As Lawler writes, the truth of those shows is simply this: “There are few instances of police brutality or misconduct. The innocent are rarely convicted. Anyone who gets in the way of policing—an uncooperative citizen, an internal affairs investigator or even other law enforcement agencies—is the enemy. If a cop does anything wrong, it’s always for the greater good.”
That paragraph doesn’t just define the essential elements of a police drama, it’s how much of America thinks of policing in the real world. It’s the exact model that Donald Trump is working with when he stomps out demands for “Law and order!” It’s a salve to those who want to believe that protesters are the problem, that police are defending public safety, and that Black people would never have a problem if they weren’t all just criminals in the first place.
Police drama as it exists today, and as it has existed for decades, is invariably “copaganda” that teaches Americans to see the police as elevated above everyone they meet, whether that someone is a suspect or a victim.
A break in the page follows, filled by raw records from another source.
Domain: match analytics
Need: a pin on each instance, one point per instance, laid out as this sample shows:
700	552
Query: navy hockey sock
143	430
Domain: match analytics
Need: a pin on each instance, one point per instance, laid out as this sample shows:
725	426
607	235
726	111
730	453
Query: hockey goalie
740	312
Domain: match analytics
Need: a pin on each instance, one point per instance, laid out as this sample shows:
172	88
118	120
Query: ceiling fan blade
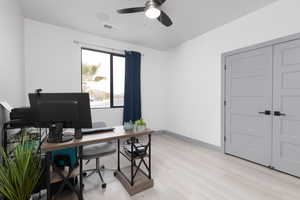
160	2
165	19
131	10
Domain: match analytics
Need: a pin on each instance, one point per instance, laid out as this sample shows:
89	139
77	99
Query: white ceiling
190	17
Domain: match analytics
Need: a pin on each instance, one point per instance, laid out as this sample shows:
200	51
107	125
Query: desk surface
117	133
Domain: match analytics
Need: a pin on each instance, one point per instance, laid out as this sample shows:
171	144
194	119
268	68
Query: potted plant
19	174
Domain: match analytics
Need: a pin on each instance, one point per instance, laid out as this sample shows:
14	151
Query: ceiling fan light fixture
152	11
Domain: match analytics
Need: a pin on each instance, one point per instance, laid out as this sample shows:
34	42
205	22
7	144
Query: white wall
53	63
11	52
194	91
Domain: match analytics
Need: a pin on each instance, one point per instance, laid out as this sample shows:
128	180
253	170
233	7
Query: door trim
271	43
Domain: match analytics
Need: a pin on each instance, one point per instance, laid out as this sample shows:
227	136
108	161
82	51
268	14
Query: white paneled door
249	105
286	140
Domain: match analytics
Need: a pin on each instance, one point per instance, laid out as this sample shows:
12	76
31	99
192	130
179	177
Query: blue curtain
132	96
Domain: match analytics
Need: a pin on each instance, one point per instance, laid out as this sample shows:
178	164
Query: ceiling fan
152	10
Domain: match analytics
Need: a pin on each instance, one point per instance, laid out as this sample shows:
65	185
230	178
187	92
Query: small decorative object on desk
140	125
128	126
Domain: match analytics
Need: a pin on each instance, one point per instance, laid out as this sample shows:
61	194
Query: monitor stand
56	134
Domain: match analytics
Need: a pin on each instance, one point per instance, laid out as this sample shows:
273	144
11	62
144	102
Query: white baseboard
191	140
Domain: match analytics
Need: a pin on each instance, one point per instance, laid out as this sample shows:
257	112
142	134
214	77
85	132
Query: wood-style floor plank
185	171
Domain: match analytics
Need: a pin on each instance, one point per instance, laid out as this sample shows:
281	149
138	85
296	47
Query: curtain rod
100	46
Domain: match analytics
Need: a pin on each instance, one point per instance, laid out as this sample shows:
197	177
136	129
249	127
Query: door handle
266	112
278	113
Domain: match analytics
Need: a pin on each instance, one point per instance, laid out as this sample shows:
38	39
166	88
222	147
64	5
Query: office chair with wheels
97	151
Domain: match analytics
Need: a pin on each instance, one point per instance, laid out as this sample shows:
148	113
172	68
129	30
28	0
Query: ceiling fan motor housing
150	4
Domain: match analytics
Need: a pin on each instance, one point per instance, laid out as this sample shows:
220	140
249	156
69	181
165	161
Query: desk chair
97	151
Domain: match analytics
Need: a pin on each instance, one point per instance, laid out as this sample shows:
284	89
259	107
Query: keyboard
86	131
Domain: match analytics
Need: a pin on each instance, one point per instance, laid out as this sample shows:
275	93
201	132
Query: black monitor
61	110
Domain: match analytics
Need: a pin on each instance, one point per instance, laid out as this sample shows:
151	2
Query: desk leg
149	156
119	168
80	174
132	161
48	157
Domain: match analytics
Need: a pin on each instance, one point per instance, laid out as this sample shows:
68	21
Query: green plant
20	174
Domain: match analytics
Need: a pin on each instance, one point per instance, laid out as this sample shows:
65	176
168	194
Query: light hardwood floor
185	171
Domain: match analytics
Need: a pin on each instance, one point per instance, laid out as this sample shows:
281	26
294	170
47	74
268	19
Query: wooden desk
117	134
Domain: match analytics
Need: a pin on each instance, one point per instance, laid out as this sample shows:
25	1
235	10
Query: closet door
286	152
249	105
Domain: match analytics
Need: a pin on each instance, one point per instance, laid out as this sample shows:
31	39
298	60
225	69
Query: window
103	77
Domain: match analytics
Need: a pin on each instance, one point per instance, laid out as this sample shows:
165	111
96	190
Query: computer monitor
61	110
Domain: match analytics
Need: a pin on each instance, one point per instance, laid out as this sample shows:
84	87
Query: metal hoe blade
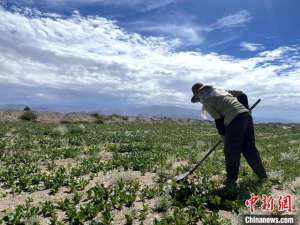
186	174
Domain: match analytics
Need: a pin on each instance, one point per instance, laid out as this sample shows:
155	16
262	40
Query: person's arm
241	97
244	100
220	126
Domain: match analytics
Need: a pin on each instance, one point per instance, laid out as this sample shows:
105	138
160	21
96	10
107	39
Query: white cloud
139	5
181	34
252	47
94	54
238	19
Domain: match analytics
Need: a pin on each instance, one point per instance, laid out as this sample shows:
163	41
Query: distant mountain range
145	111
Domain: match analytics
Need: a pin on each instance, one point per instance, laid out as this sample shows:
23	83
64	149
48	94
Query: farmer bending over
234	123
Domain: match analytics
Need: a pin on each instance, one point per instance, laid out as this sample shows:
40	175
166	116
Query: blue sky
89	54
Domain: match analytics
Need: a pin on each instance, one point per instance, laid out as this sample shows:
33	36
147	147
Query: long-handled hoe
185	175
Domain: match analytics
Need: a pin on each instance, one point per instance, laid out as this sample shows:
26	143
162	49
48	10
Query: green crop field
122	173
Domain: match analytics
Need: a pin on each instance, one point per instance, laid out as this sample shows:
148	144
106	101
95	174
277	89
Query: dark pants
240	138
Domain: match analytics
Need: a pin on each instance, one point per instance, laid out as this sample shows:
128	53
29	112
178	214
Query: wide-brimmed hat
196	87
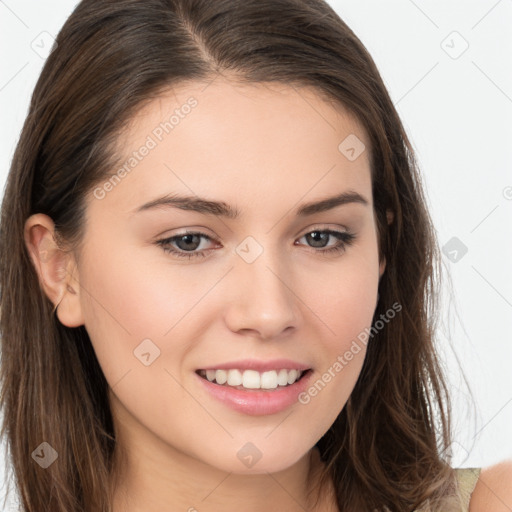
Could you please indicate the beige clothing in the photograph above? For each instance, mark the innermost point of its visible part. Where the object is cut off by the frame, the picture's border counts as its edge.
(467, 479)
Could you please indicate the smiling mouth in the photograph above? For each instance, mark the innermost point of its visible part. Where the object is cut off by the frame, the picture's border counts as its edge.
(251, 380)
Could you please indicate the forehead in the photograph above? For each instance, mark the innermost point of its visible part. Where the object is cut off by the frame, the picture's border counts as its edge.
(235, 140)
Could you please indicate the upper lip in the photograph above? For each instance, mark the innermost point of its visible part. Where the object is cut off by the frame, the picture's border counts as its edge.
(258, 365)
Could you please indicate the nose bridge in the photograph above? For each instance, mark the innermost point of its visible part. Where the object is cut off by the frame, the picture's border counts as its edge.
(264, 300)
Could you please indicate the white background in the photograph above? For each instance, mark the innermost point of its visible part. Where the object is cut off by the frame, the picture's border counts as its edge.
(457, 110)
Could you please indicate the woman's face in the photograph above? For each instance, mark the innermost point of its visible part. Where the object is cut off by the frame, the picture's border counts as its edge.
(257, 291)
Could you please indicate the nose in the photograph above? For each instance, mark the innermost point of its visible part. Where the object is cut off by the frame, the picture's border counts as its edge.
(263, 300)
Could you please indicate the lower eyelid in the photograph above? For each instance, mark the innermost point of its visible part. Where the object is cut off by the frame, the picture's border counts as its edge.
(343, 238)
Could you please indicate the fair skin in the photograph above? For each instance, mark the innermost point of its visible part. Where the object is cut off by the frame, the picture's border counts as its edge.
(266, 151)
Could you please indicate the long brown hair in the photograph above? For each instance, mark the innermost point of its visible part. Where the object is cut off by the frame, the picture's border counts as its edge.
(386, 448)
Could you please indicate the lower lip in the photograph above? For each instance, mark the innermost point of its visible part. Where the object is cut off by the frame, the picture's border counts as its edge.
(257, 402)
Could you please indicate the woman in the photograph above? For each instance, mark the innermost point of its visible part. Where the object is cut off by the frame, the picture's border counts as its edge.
(285, 359)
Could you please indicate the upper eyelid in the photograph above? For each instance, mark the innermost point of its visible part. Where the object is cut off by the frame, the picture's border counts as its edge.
(214, 239)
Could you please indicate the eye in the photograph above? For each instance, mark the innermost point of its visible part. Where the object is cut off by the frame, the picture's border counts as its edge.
(187, 243)
(344, 239)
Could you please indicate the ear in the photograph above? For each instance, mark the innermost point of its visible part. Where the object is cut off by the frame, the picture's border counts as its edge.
(56, 269)
(382, 265)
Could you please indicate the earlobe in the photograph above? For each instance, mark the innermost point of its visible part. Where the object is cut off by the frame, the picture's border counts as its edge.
(55, 268)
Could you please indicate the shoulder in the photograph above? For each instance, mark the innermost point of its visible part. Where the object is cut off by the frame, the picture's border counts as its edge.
(493, 490)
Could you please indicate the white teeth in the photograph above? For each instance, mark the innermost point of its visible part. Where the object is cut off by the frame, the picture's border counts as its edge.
(292, 376)
(251, 379)
(282, 377)
(221, 376)
(235, 377)
(269, 380)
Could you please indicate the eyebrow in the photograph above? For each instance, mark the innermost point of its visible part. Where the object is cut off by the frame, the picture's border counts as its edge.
(222, 209)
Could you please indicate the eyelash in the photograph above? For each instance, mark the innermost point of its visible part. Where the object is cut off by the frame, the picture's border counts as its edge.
(345, 239)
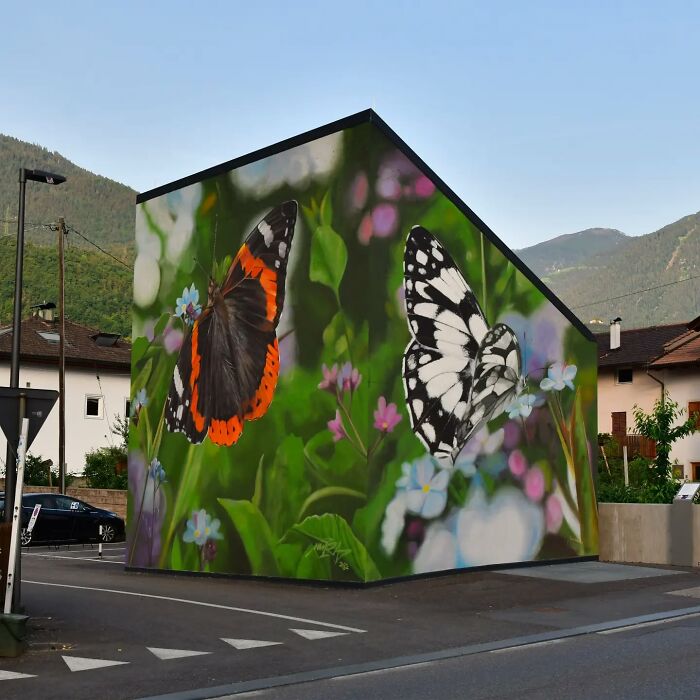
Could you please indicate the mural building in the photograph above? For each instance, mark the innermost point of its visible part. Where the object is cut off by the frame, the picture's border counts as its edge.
(339, 373)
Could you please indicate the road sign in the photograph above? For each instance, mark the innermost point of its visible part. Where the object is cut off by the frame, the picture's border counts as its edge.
(38, 405)
(32, 520)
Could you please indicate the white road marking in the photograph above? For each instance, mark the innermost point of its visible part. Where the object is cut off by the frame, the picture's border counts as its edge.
(249, 643)
(81, 663)
(380, 671)
(12, 675)
(640, 625)
(60, 556)
(316, 634)
(171, 599)
(167, 654)
(534, 645)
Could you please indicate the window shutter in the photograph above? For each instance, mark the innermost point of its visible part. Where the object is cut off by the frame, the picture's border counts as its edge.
(694, 409)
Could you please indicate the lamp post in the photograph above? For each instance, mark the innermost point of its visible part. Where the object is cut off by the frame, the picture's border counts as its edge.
(48, 179)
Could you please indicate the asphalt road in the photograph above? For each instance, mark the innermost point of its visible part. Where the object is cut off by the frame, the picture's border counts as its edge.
(645, 663)
(100, 632)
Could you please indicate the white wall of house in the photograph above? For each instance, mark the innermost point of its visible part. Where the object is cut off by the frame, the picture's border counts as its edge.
(83, 432)
(683, 386)
(615, 397)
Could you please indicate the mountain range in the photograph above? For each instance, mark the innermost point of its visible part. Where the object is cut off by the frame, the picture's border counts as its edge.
(600, 272)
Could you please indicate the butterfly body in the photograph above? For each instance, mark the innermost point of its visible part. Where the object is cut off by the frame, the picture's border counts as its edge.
(229, 363)
(458, 372)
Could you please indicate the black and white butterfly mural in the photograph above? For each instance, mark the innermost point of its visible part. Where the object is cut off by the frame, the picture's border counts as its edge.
(458, 372)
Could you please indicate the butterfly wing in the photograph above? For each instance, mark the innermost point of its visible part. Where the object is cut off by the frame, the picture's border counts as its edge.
(182, 410)
(496, 379)
(236, 361)
(447, 328)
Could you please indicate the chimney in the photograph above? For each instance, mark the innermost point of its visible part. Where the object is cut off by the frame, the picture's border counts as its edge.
(45, 311)
(615, 333)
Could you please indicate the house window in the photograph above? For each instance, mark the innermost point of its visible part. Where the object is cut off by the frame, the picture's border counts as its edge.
(619, 423)
(624, 376)
(694, 410)
(93, 406)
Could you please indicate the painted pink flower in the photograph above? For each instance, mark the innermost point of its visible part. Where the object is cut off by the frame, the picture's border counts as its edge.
(423, 187)
(385, 219)
(386, 417)
(517, 463)
(511, 435)
(359, 191)
(330, 379)
(336, 427)
(554, 513)
(364, 233)
(349, 378)
(534, 484)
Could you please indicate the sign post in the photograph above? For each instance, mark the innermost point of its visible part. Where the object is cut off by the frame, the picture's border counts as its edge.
(19, 408)
(16, 517)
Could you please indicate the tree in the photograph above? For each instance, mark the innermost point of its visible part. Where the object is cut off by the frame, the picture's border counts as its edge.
(659, 426)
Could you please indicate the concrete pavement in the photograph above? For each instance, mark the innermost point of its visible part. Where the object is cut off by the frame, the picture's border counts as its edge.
(167, 634)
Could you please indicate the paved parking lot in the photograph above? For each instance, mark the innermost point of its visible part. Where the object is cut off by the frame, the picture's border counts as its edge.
(133, 635)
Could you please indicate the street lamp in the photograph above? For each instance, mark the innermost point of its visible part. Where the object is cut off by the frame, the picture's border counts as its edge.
(48, 179)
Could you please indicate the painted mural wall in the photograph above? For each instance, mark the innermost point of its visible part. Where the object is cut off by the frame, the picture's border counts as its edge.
(337, 376)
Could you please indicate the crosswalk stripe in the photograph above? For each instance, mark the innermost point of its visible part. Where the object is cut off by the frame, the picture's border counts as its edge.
(12, 675)
(248, 643)
(316, 634)
(166, 654)
(80, 663)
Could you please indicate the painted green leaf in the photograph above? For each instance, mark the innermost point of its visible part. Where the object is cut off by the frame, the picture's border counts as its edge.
(255, 533)
(142, 377)
(338, 542)
(327, 210)
(329, 492)
(329, 256)
(313, 566)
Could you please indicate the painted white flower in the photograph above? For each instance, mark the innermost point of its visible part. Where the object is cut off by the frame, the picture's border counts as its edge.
(146, 280)
(438, 552)
(506, 529)
(521, 406)
(393, 523)
(559, 375)
(426, 489)
(294, 167)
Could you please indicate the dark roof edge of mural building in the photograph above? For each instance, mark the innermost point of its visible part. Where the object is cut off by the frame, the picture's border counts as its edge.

Watching the fictional police work through a complex mystery (or a mystery as complex as an hour drama allows) can be highly satisfying. And at Mother Jones, P. E. Moskowitz notes that so-called “true crime” can be similarly satisfying, and addictive whether delivered by television or podcast. But these true crime tales are no more “real” in most cases than fictional dramas. Like COPS, they’re produces of the editing booth, using narration, music, and above all sharp cuts of the image and sound, to lay out a tale in a way that creates tension and provides a satisfying conclusion.
No matter what the color of the actors, the police drama as it exists today is enforcing a racist narrative. It is a weapon that excuses violence and justifies immunity. Even more so than other forms of the mystery genre, the police drama has a single purpose: Put you on the side of the cops, who are the only fully-realized characters, and root for them as they have to deal with all those lesser beings in their way. Everyone else is cardboard. It doesn’t matter who is cast in the role of the cops, because the purpose of these shows—the purpose—is to set apart the police in a way that excuses violence and diminishes the importance of everyone else.
Every existing cop drama is unlikely to be cancelled. But they should be.